I guess you are working with rectilinear grid. You can look at the associated Blueprint example: Mesh Blueprint — Conduit 0.8.3 documentation

For the point, you can directly set to the corresponding grid->xr data:

coordsets: 
  coords: 
    type: "rectilinear"
    values: 
      x: (set_external_... of grid->xr[IDIR])
      y: (set_external_... of grid->xr[JDIR])
      z: (set_external_... of grid->xr[KDIR])
topologies: 
  mesh: 
    type: "rectilinear"
    coordset: "coords"

For the field, offset and stride will not be sufficient to map from an z-y-x data to x-y-z order.

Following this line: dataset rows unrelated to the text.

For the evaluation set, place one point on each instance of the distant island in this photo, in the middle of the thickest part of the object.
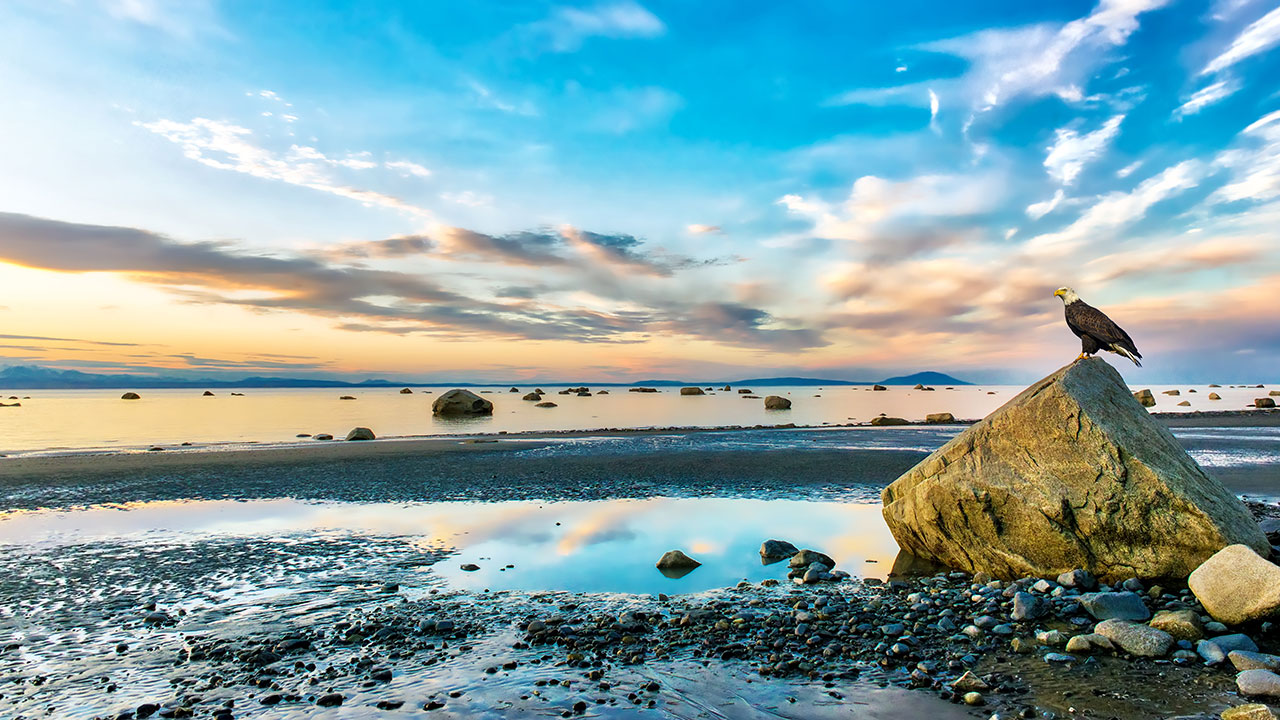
(30, 377)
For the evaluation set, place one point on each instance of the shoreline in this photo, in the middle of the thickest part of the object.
(229, 452)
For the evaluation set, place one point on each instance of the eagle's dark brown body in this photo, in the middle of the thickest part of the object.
(1097, 332)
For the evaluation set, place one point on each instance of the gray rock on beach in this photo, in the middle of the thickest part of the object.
(460, 401)
(1136, 638)
(1237, 586)
(1258, 683)
(1070, 474)
(1115, 606)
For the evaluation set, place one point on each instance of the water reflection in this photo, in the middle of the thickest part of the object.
(593, 546)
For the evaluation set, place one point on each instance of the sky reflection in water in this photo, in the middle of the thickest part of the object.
(597, 546)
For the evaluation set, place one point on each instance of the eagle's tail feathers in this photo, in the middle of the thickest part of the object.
(1120, 350)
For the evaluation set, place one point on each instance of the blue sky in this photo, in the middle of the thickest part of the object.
(659, 188)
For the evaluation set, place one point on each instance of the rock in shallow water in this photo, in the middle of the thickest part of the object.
(1258, 683)
(1136, 638)
(676, 560)
(1115, 606)
(1072, 473)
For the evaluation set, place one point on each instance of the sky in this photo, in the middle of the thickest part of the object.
(611, 191)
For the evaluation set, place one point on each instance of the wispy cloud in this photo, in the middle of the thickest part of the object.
(567, 28)
(231, 147)
(1206, 96)
(1072, 150)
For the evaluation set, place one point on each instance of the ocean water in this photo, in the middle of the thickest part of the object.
(59, 419)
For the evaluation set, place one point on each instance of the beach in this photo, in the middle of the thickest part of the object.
(279, 579)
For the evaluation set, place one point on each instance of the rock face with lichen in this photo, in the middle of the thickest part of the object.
(1072, 473)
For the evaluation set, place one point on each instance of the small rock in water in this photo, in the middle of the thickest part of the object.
(675, 560)
(777, 550)
(361, 433)
(1258, 683)
(1253, 711)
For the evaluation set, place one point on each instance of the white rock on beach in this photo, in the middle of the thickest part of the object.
(1237, 586)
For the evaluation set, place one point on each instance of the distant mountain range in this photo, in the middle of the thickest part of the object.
(30, 377)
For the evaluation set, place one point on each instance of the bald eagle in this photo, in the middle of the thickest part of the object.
(1095, 329)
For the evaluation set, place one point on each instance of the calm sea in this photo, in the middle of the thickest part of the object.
(60, 419)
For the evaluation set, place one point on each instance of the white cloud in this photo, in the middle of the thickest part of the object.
(1045, 59)
(467, 199)
(1256, 165)
(1037, 210)
(1072, 150)
(407, 168)
(1129, 169)
(1119, 209)
(698, 228)
(1262, 35)
(228, 147)
(877, 201)
(1206, 96)
(568, 27)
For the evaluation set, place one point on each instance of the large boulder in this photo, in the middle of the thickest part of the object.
(1072, 473)
(461, 402)
(1237, 586)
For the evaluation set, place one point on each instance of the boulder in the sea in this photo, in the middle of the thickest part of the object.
(1070, 474)
(676, 560)
(460, 401)
(361, 433)
(777, 550)
(1237, 586)
(807, 557)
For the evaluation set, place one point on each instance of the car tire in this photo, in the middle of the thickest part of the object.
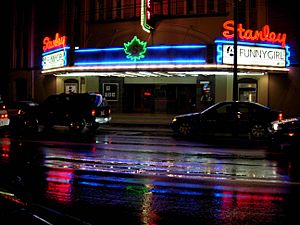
(185, 129)
(77, 125)
(258, 131)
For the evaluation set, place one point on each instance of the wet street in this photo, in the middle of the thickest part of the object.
(146, 176)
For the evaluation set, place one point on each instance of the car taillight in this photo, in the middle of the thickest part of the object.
(280, 116)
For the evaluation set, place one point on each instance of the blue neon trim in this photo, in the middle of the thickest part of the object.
(99, 49)
(149, 47)
(219, 54)
(247, 43)
(202, 61)
(177, 46)
(220, 43)
(55, 50)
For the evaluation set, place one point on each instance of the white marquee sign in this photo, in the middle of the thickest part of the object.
(253, 55)
(54, 60)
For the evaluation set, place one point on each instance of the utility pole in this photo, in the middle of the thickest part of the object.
(235, 70)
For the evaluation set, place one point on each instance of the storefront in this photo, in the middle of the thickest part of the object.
(137, 77)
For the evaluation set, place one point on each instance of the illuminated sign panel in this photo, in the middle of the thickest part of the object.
(58, 42)
(254, 55)
(168, 54)
(263, 35)
(54, 60)
(146, 15)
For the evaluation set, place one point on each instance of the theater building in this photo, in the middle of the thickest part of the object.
(167, 56)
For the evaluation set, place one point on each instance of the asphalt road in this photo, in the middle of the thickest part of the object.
(144, 175)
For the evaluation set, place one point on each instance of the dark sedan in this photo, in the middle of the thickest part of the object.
(228, 118)
(285, 133)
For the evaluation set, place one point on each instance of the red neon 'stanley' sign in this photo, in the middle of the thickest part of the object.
(58, 42)
(258, 35)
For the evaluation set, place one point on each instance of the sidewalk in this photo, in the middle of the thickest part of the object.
(153, 119)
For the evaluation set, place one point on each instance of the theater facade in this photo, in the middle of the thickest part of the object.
(139, 76)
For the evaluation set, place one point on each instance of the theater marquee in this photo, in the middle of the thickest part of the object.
(252, 55)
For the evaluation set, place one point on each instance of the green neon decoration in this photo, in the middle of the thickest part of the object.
(135, 49)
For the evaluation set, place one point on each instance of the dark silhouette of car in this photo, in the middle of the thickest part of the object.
(285, 134)
(228, 118)
(4, 117)
(75, 111)
(23, 115)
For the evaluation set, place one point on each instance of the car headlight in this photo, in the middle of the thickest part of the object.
(276, 126)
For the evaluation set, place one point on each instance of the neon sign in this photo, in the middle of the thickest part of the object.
(264, 35)
(146, 15)
(54, 59)
(135, 49)
(58, 42)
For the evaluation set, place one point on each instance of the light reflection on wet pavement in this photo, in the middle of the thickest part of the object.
(153, 180)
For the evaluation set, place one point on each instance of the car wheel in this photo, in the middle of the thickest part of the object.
(77, 125)
(185, 129)
(258, 131)
(31, 125)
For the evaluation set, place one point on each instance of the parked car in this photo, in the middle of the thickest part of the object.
(75, 111)
(4, 118)
(285, 133)
(23, 115)
(228, 118)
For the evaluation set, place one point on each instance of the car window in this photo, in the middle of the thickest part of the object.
(224, 109)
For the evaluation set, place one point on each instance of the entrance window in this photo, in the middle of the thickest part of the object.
(247, 90)
(71, 86)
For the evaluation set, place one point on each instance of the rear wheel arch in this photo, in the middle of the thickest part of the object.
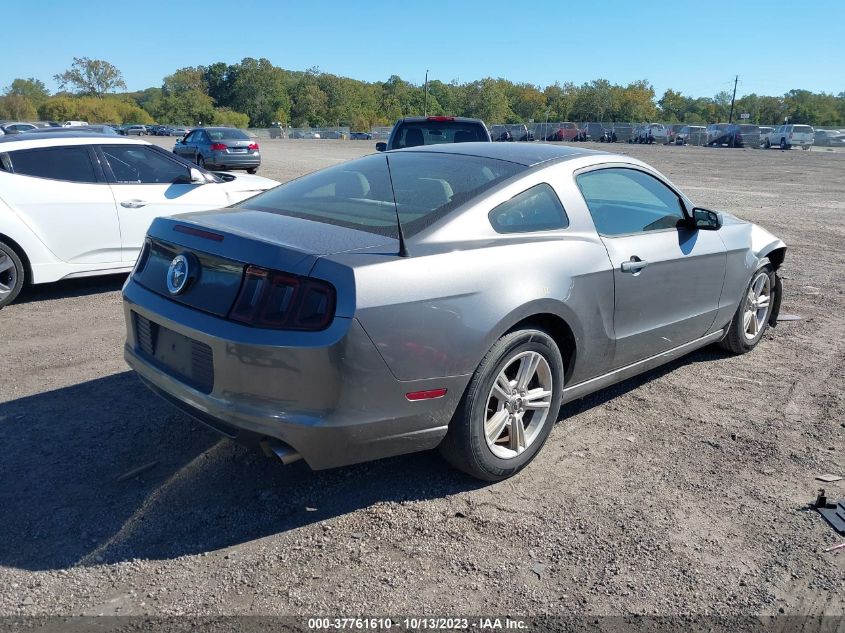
(8, 241)
(560, 331)
(775, 256)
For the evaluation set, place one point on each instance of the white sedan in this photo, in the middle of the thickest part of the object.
(80, 205)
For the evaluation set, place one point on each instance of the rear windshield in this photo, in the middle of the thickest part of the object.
(217, 135)
(413, 134)
(358, 194)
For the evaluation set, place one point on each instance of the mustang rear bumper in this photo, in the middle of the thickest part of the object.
(328, 395)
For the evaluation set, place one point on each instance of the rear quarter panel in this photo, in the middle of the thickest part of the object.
(438, 312)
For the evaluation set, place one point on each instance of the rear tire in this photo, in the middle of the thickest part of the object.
(751, 319)
(509, 407)
(12, 275)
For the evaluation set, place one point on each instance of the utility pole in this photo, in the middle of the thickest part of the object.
(425, 111)
(731, 115)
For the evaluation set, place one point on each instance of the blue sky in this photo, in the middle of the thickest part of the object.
(694, 47)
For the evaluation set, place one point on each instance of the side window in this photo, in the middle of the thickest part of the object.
(536, 209)
(72, 164)
(140, 164)
(624, 201)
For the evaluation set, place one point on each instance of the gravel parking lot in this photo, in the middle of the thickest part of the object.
(683, 490)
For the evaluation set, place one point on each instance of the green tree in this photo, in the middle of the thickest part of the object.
(91, 76)
(485, 99)
(673, 106)
(230, 118)
(32, 89)
(15, 106)
(257, 88)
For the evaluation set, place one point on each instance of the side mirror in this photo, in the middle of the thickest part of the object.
(197, 177)
(706, 220)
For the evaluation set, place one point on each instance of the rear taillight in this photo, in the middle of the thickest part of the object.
(272, 299)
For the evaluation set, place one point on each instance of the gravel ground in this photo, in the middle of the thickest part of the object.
(683, 490)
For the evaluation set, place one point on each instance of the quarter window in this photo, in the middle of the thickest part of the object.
(72, 164)
(536, 209)
(140, 164)
(623, 201)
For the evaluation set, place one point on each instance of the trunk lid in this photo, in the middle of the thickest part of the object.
(219, 245)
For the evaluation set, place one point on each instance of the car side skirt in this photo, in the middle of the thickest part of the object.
(618, 375)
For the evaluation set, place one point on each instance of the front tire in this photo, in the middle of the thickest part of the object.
(509, 408)
(751, 319)
(12, 274)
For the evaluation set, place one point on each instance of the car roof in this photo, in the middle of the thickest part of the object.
(434, 119)
(56, 139)
(528, 154)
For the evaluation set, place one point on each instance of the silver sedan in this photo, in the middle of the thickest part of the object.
(451, 296)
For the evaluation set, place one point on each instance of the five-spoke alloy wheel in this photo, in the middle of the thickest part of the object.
(11, 275)
(751, 319)
(509, 407)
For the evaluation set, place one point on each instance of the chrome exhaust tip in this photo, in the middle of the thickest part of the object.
(285, 453)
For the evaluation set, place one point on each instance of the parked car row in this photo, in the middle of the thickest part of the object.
(77, 204)
(152, 130)
(830, 138)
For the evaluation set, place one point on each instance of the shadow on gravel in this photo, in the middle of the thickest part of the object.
(62, 504)
(704, 355)
(71, 288)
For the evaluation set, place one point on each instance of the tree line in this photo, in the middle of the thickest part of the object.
(255, 93)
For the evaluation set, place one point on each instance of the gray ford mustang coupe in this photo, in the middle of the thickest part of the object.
(449, 295)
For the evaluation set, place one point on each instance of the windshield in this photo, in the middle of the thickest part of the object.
(358, 194)
(413, 134)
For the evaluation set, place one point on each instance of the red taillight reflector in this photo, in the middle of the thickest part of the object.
(190, 230)
(277, 300)
(429, 394)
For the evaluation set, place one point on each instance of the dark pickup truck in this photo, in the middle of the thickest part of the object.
(433, 130)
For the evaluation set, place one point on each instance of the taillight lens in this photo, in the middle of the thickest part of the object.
(281, 301)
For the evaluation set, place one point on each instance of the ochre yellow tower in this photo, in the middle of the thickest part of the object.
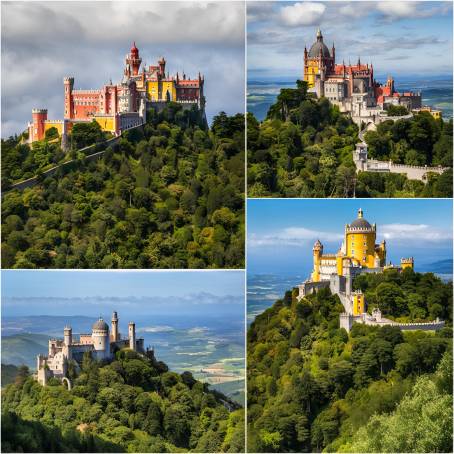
(407, 263)
(360, 242)
(318, 58)
(359, 306)
(317, 251)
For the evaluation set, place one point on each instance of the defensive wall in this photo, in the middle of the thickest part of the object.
(30, 182)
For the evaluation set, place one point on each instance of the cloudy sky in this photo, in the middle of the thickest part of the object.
(137, 292)
(44, 41)
(281, 233)
(398, 37)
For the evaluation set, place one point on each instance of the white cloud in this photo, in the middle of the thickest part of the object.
(305, 13)
(393, 10)
(303, 237)
(414, 233)
(44, 41)
(292, 236)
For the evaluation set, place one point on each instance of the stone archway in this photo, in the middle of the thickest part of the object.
(68, 383)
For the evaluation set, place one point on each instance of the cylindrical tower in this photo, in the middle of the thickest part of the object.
(162, 66)
(100, 338)
(68, 83)
(317, 251)
(114, 327)
(132, 335)
(360, 241)
(340, 262)
(133, 59)
(407, 263)
(68, 333)
(359, 306)
(39, 116)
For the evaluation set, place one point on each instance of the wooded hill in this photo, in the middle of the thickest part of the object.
(313, 387)
(133, 404)
(304, 149)
(168, 195)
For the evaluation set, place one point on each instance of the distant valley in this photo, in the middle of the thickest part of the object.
(212, 349)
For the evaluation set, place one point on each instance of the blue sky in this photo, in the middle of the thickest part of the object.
(413, 38)
(281, 233)
(44, 41)
(148, 292)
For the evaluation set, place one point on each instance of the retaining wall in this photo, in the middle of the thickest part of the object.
(30, 182)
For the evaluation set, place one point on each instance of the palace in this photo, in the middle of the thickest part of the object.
(358, 254)
(101, 344)
(352, 87)
(117, 107)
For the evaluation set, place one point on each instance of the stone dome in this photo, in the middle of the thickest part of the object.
(100, 325)
(314, 51)
(360, 223)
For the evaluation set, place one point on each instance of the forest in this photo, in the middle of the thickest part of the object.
(304, 149)
(168, 195)
(313, 387)
(133, 404)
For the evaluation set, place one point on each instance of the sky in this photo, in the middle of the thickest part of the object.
(281, 233)
(78, 292)
(413, 38)
(44, 41)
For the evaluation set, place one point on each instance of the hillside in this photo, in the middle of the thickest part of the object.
(313, 387)
(133, 404)
(9, 373)
(304, 149)
(170, 195)
(23, 348)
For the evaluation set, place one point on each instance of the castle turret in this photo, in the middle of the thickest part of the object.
(162, 68)
(360, 241)
(100, 338)
(317, 251)
(39, 117)
(133, 61)
(359, 305)
(407, 263)
(132, 335)
(115, 336)
(340, 262)
(68, 83)
(68, 334)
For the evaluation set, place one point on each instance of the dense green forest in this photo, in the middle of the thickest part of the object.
(304, 149)
(133, 404)
(9, 373)
(313, 387)
(170, 195)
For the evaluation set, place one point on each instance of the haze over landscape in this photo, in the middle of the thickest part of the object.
(194, 320)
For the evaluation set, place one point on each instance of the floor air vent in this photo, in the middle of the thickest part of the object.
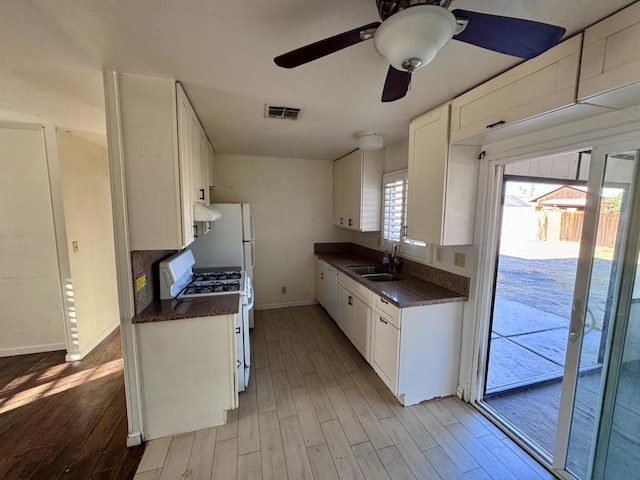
(282, 113)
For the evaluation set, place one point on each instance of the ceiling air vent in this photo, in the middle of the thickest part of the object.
(282, 113)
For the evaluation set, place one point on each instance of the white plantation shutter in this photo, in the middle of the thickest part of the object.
(394, 210)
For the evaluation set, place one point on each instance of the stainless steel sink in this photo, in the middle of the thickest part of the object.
(382, 277)
(366, 269)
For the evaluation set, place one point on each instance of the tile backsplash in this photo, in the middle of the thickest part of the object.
(451, 281)
(146, 261)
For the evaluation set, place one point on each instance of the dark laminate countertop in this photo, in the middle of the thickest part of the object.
(162, 310)
(409, 292)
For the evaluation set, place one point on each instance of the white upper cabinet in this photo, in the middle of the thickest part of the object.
(442, 183)
(610, 70)
(357, 190)
(196, 162)
(160, 161)
(538, 86)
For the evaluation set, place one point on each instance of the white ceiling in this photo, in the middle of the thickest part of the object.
(222, 52)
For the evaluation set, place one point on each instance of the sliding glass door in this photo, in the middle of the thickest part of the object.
(603, 327)
(593, 375)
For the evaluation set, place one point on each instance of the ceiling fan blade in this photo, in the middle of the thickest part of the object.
(325, 47)
(396, 85)
(513, 36)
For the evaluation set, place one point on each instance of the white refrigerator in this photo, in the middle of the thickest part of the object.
(229, 243)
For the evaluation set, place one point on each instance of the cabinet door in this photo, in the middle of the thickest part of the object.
(204, 167)
(338, 193)
(535, 87)
(194, 164)
(611, 61)
(184, 159)
(386, 344)
(428, 152)
(353, 189)
(360, 328)
(320, 285)
(344, 309)
(330, 290)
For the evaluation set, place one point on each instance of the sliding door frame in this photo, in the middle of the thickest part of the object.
(487, 241)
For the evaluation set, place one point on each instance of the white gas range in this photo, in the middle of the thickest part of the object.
(178, 280)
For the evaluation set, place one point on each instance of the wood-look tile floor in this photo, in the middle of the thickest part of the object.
(315, 409)
(65, 420)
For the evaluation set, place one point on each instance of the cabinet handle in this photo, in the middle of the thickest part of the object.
(499, 122)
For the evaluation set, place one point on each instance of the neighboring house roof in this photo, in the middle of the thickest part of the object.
(515, 201)
(563, 192)
(564, 202)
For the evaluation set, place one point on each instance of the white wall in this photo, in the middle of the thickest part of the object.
(292, 204)
(84, 169)
(397, 158)
(32, 317)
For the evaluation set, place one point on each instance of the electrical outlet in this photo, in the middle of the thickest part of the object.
(459, 259)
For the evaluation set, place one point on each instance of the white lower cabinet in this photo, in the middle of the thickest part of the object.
(414, 350)
(327, 287)
(385, 348)
(354, 314)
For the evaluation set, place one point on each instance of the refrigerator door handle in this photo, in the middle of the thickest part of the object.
(248, 295)
(253, 254)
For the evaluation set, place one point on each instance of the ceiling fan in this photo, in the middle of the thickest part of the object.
(413, 31)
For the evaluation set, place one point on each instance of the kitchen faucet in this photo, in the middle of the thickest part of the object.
(395, 261)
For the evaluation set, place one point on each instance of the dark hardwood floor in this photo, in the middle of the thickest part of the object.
(62, 420)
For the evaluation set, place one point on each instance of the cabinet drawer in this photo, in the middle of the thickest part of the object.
(389, 312)
(541, 85)
(386, 350)
(357, 289)
(363, 293)
(610, 69)
(348, 282)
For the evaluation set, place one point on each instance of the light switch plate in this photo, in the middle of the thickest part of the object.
(459, 259)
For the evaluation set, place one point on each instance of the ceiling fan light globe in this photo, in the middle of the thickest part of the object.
(416, 33)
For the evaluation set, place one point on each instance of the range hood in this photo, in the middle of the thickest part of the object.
(202, 213)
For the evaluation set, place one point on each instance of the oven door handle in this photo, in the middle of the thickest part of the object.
(248, 295)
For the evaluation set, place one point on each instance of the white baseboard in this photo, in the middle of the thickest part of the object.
(52, 347)
(72, 357)
(297, 303)
(134, 439)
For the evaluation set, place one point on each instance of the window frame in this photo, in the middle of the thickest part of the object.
(408, 247)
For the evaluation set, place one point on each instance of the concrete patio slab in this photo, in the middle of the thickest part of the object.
(515, 318)
(510, 364)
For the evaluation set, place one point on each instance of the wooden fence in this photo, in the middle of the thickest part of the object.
(571, 227)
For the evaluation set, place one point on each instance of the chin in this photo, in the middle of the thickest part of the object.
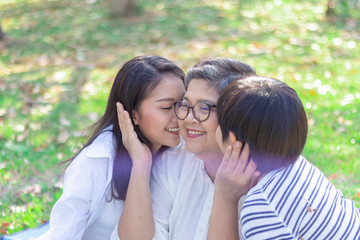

Maybe the easiest way is to inverse your coordinates (x: grid->xr[KDIR]) and z: of grid->xr[IDIR]), then use the set_external with the raw data:

...
fields: 
  VX1: 
    association: "element"
    topology: "mesh"
    volume_dependent: "false"
    values: (set_external_... of d->Vc[VX1])
 VX2: 
    association: "element"
    topology: "mesh"
    volume_dependent: "false"
    values: (set_external_... of d->Vc[VX2])
 VX3:
   ...

Hope this helps!

Best,
François

Thanks a lot for the help. The conduit blueprint was helpful and indeed the grid structure I’m using is rectilinear. I have changed my code according to what you suggested but now I get slice plots which doesn’t make much sense (attached at the end).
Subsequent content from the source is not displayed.